Dhaka has been ranked the top city in the world to face the highest climate change risks in the coming years.
The Bangladesh capital came top in the ranking of 50 cities by Maplecroft, a British firm specialising in risk analysis, as the changing temperatures and weather systems are forecast to take hold in the country in the coming decades.
Maplecroft's Climate Change Vulnerability Index (CCVI) classifies seven cities as "extreme risk," out of a list of 50 that were chosen for their current and future importance in global business.
Manila was ranked second in the firm's fifth annual "Climate Change and Environmental Risk Atlas 2013", while Bangkok, Yangon, Jakarta, Ho Chi Minh City and Kolkata came third, fourth, fifth, sixth and seventh respectively.
The CCVI looks at exposure to extreme weather events such as drought, cyclones, wildfires and storm surges, which translate into water stress, loss of crops and land lost to the sea.
With a strong economic growth of above 5 percent forecast for countries such as the Philippines, Vietnam, Indonesia and India in the next few years, the relevance of climate change to populations and business in the major commercial centres should not be underplayed, according to Maplecroft.
The firm said extreme risk cities may see an increase in frequency and severity of key hydrological and meteorological events.
A further 19 cities are classed as " high risk" in the CCVI, including the important commercial centres of Mumbai (8) and Delhi (20) in India; Lagos, Nigeria (10); Johannesburg, South Africa (13); Rio de Janeiro, Brazil (21); and Hong Kong (14), Guangzhou (18), Shenzhen (19), Wuhan (23) and Shanghai in China (24).
New York, which took the full brunt of Superstorm Sandy, is ranked 41 of the 50 cities.
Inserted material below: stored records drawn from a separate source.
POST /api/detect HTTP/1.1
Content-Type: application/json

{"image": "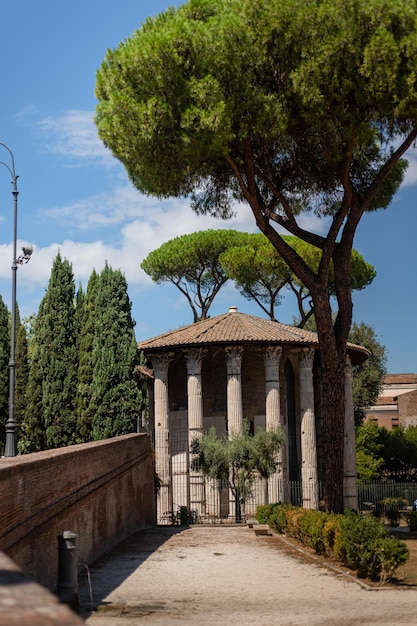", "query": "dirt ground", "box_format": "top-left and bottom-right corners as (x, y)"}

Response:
top-left (79, 525), bottom-right (417, 626)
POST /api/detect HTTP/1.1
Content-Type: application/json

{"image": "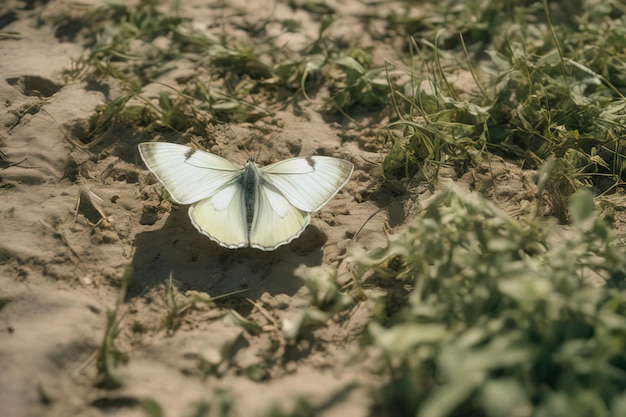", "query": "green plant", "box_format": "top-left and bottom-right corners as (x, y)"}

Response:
top-left (349, 188), bottom-right (626, 417)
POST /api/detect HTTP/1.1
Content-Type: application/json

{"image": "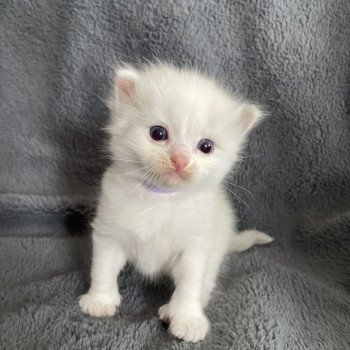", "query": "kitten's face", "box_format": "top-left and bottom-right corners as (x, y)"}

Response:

Despite the city's exposure to natural hazards, it is only categorised as "medium risk" due to the USA's ability to adapt to a major climatic event.
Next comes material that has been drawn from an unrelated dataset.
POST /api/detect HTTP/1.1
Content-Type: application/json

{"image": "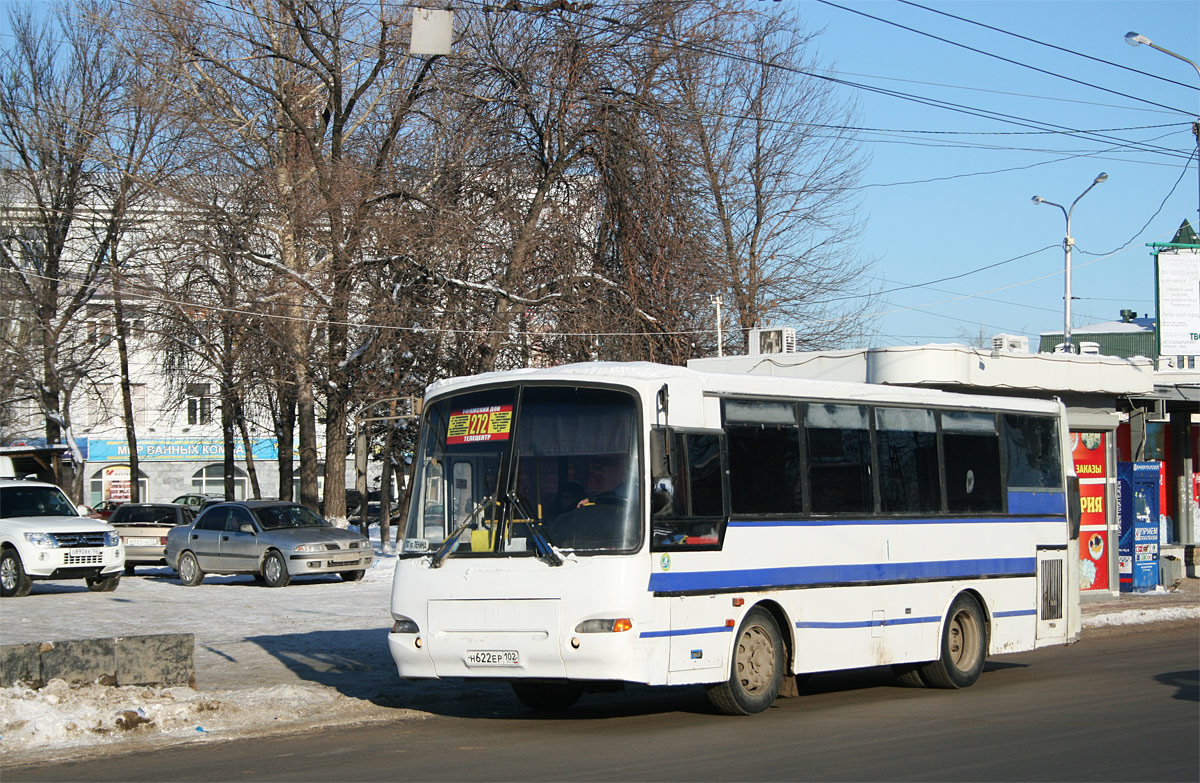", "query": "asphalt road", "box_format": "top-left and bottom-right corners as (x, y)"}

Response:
top-left (4, 622), bottom-right (1200, 783)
Chicago, London, St Petersburg, Paris and Madrid, meanwhile, are the only five cities classified as "low risk".
Maplecroft said multinational companies operating in the Asian growth economies will be exposed to spiralling environmental risks.
“As global corporations expand into the emerging growth markets, their operations and supply chains will become exposed to a complex set of climate risks that have the potential to disrupt business continuity,” said Helen Hodge, head of Maps and Indices at Maplecroft.
“It is essential for them to identify where suppliers, assets and personnel are most at risk and plan for the long term.”
Maplecroft is a global risk and strategy consulting firm based in Bath, the UK. Its work includes analysing key political, economic, social and environmental risks impacting global business and investment.